Melli nickte. Sie rief ihre Söhne und gab ihnen den Auftrag, Tonyas Sachen in Kisten zu packen und diese zu Hendriks Auto zu tragen. Dann kehrte sie in die Küche zurück und schenkte den beiden Männern Kaffee ein. Einen Teller mit Keksen stellte sie dazu.

„Alpha, bitte sage mir – wie geht es meiner Prinzessin?" Mellis Stimme klang ganz leise.

„Prinzessin?" Hendrik starrte sie fragend an.

„Ich habe sie immer so genannt", gestand Melli. „Im Geheimen. Sie hasst diesen Spitznamen. Aber ich war so glücklich, endlich ein Mädchen zu haben, eine Prinzessin eben."

„Sie wirkt so gar nicht wie eine Prinzessin", bemerkte Florian trocken.
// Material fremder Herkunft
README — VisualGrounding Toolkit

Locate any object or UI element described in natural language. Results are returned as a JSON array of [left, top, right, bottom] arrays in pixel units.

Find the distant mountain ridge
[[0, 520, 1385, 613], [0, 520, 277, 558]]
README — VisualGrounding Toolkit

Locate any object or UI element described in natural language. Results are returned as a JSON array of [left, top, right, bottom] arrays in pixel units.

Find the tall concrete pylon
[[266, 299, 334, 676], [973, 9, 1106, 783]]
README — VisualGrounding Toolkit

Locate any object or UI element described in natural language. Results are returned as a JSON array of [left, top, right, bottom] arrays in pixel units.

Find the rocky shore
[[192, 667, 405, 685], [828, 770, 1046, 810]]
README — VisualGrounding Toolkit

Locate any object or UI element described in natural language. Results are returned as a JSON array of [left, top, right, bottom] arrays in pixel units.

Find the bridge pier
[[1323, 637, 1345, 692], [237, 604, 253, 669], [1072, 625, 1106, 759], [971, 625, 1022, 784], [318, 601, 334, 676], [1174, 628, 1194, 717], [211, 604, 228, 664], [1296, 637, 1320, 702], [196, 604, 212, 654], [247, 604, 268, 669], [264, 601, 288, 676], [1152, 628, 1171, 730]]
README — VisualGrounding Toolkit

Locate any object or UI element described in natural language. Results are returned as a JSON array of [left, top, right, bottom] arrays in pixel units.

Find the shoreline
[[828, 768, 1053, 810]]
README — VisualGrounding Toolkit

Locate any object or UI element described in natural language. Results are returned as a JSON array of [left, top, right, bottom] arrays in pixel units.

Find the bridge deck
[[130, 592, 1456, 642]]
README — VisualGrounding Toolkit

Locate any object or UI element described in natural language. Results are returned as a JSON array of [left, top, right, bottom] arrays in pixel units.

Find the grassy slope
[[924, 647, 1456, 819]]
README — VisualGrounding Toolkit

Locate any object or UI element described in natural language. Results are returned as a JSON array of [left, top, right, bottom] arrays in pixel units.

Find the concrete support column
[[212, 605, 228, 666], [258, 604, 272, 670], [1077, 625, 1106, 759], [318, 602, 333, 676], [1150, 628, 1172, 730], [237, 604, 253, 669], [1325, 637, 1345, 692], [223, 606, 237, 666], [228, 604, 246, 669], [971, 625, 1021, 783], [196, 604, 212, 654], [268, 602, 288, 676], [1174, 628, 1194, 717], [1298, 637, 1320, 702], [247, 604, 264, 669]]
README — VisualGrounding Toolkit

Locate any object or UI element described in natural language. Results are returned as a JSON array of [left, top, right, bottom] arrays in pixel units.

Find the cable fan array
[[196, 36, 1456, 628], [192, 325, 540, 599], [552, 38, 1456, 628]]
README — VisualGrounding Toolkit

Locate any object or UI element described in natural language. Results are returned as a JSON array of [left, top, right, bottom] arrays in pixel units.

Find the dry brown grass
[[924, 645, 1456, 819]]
„Nein", lächelte Melli traurig. „Sie ist mit lauter Brüdern aufgewachsen. Und wehe einer von ihnen hatte es gewagt, sie wie ein Mädchen zu behandeln, dann ist sie wütend geworden." Melli seufzte.

Hendrik und Florian schauten sich kurz an, dann legte Hendrik die Bilder auf den Tisch, die er von der Wand in Tonyas Zimmer abgenommen hatte.

„Wir haben hier einige Bilder", sagte er. „Vielleicht kannst du uns zu jedem Bild etwas erzählen. Zum Beispiel wann es gemacht wurde und bei welcher Situation. Und mach' dir keine Sorgen um Tonya. Es geht ihr gut."

Und sie hörten genau zu, was Melli zu ihrer Tochter und etwas später auch die Jungs zu ihrer Schwester zu erzählen hatten.